President Erdogan's insistence on keeping interest rates low — based on his unconventional view that high rates cause inflation rather than cure it — led to a period of dramatic rate cuts between 2021 and 2023 that sent the lira into freefall. Although his appointee at the central bank, Hafize Gaye Erkan, began a belated tightening cycle in mid-2023, raising the policy rate from 8.5% to 50%, the damage to the lira and to public trust in the currency had already been done.

Key Data

Gold price in lira: ~82,000 TRY/oz (vs ~9,000 in Jan 2020). Lira depreciation vs gold: ~80% over 5 years. Turkish household gold holdings: estimated 3,500-5,000 tonnes. Turkey's official central bank gold reserves: ~570 tonnes (5th globally). Annual consumer gold demand: ~150-200 tonnes.

The gold response

Turkish gold demand has always been robust — Turkey typically ranks among the world's top five gold-consuming nations — but the lira crisis has transformed it from a cultural tradition into a survival strategy. The World Gold Council estimates that Turkish households hold between 3,500 and 5,000 tonnes of gold, worth roughly $250-350 billion at current prices. This "under the pillow" gold, as it is colloquially known, represents one of the largest private gold holdings of any nation.

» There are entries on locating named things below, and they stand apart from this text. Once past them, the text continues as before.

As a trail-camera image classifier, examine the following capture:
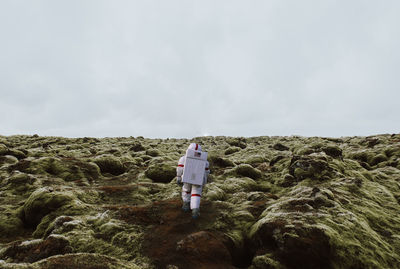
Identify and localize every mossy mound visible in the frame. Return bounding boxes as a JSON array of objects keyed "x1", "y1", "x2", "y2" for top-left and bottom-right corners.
[
  {"x1": 226, "y1": 137, "x2": 247, "y2": 149},
  {"x1": 145, "y1": 163, "x2": 176, "y2": 183},
  {"x1": 289, "y1": 155, "x2": 333, "y2": 181},
  {"x1": 0, "y1": 210, "x2": 24, "y2": 238},
  {"x1": 21, "y1": 188, "x2": 76, "y2": 228},
  {"x1": 225, "y1": 147, "x2": 241, "y2": 155},
  {"x1": 0, "y1": 134, "x2": 400, "y2": 269},
  {"x1": 208, "y1": 155, "x2": 235, "y2": 168},
  {"x1": 233, "y1": 164, "x2": 262, "y2": 179},
  {"x1": 93, "y1": 155, "x2": 125, "y2": 176},
  {"x1": 0, "y1": 235, "x2": 71, "y2": 263}
]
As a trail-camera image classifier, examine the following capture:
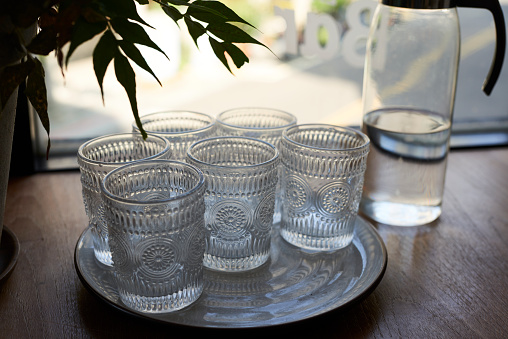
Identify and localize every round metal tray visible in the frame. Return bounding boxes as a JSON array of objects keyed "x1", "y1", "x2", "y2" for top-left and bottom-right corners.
[{"x1": 75, "y1": 217, "x2": 387, "y2": 328}]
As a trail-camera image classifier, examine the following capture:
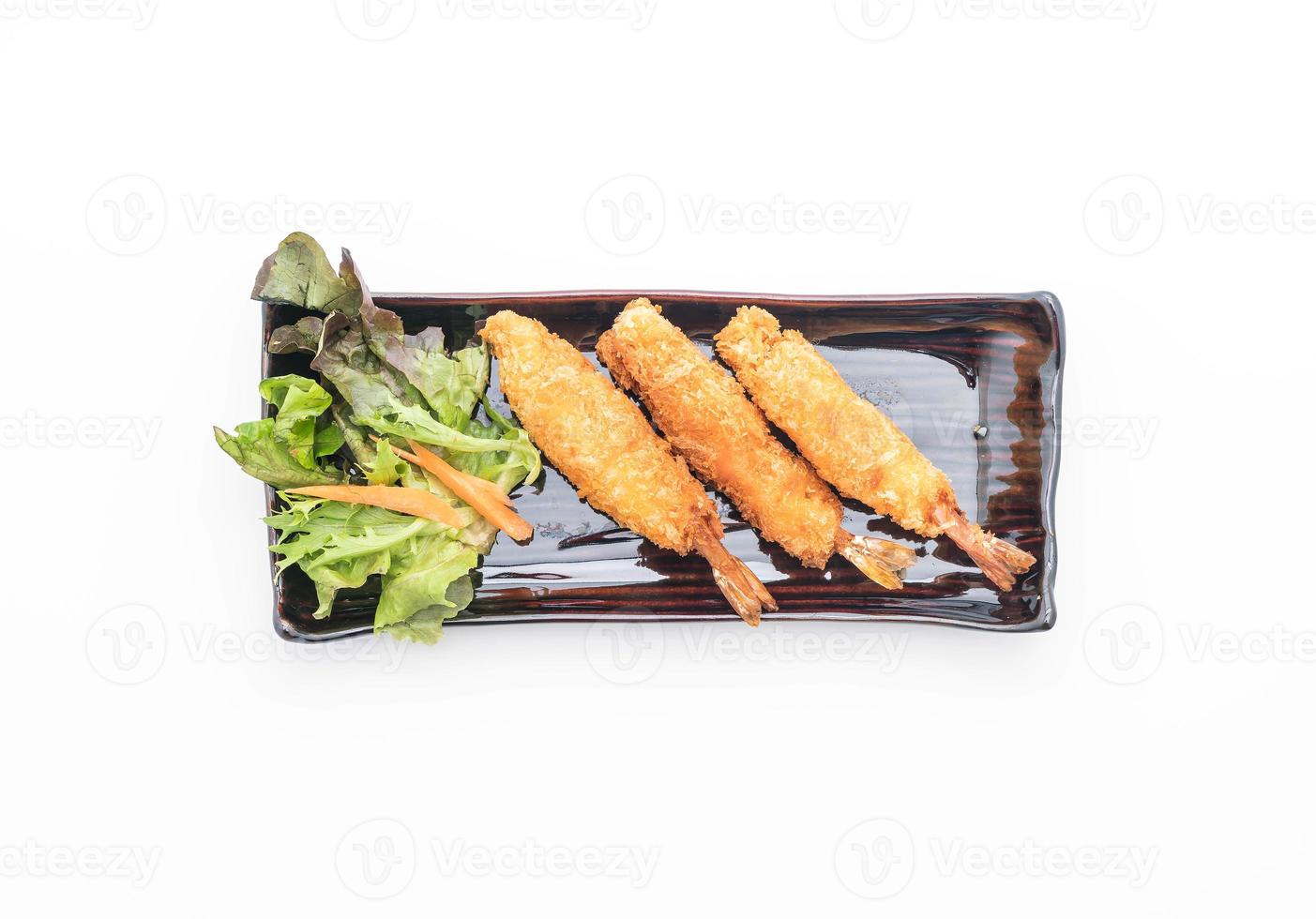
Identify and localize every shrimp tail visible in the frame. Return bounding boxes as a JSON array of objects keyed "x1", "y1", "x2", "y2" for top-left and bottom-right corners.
[
  {"x1": 836, "y1": 530, "x2": 918, "y2": 590},
  {"x1": 695, "y1": 533, "x2": 777, "y2": 625},
  {"x1": 936, "y1": 506, "x2": 1037, "y2": 590}
]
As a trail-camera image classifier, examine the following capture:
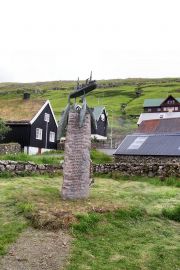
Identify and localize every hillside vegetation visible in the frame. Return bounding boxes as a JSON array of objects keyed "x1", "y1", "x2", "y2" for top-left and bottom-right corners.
[{"x1": 0, "y1": 78, "x2": 180, "y2": 140}]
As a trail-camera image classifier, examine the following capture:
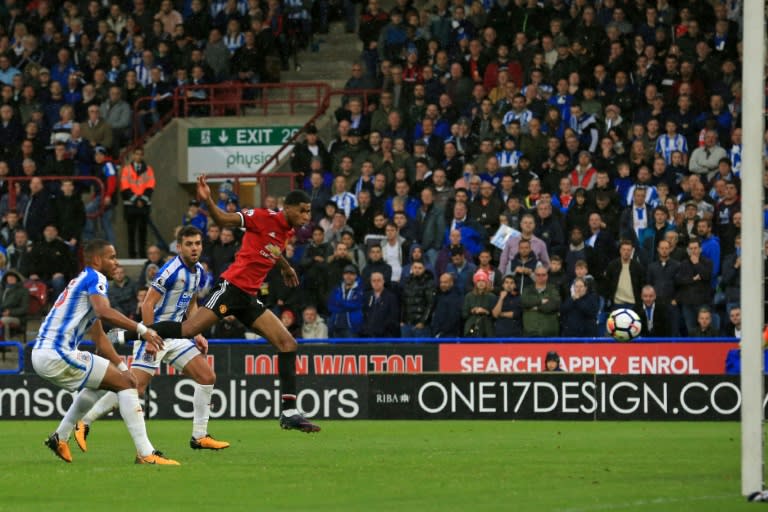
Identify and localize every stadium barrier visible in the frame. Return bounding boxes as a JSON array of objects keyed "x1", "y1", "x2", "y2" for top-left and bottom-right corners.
[
  {"x1": 13, "y1": 338, "x2": 738, "y2": 376},
  {"x1": 3, "y1": 176, "x2": 106, "y2": 219},
  {"x1": 0, "y1": 373, "x2": 765, "y2": 421},
  {"x1": 0, "y1": 341, "x2": 25, "y2": 375}
]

New purchases have accelerated dramatically. Retail gold demand in Turkey reached approximately 180 tonnes in 2025, up from a pre-crisis average of around 50 tonnes. The shift is most pronounced among younger Turks — millennials and Gen Z — who have no memory of lira stability and have grown up watching their parents' savings evaporate. For this generation, saving in gold is not a quaint tradition but a financial necessity. Mobile gold savings apps, which allow users to accumulate fractional gold holdings from their phones, have seen downloads surge.

The central bank itself has been a major buyer. Turkey's official gold reserves have grown to approximately 570 tonnes, placing it fifth globally. Under Governor Erkan and her successor, Fatih Karahan (appointed in February 2024), the central bank has used gold purchases both as a reserve management tool and as a signal of commitment to monetary orthodoxy — paradoxically, buying the asset that citizens are fleeing into as a vote of no-confidence in the currency.


Lessons for global investors

Turkey's experience is instructive for gold investors everywhere because it demonstrates, in real time, what happens when a major economy experiences sustained currency debasement. The behavioral shift — from gold as a discretionary luxury to gold as a monetary necessity — is the same shift that has occurred throughout history whenever fiat currencies have lost credibility, from Weimar Germany to Argentina to Zimbabwe.

The relevance to developed-market investors is not that the dollar, euro, or pound are about to follow the lira's trajectory. It is that the Turkish example illustrates the mechanism by which gold demand responds to currency debasement — and that mechanism operates on a spectrum rather than as a binary switch. Even modest, sustained erosion of purchasing power — the kind that Western currencies have experienced since 2020 — can gradually shift investor behavior toward gold, particularly among younger cohorts who are most sensitive to the long-term compounding of inflation.

Turkey also illustrates the supply-side dynamics of intense physical demand. When an entire population shifts toward gold, it creates localized premiums, shortages, and import surges that ripple through regional and global markets. Turkey's gold imports have at times exceeded India's on a per-capita basis, drawing physical metal from London, Switzerland, and Dubai and tightening the global physical market in ways that support prices even when Western institutional demand is flat.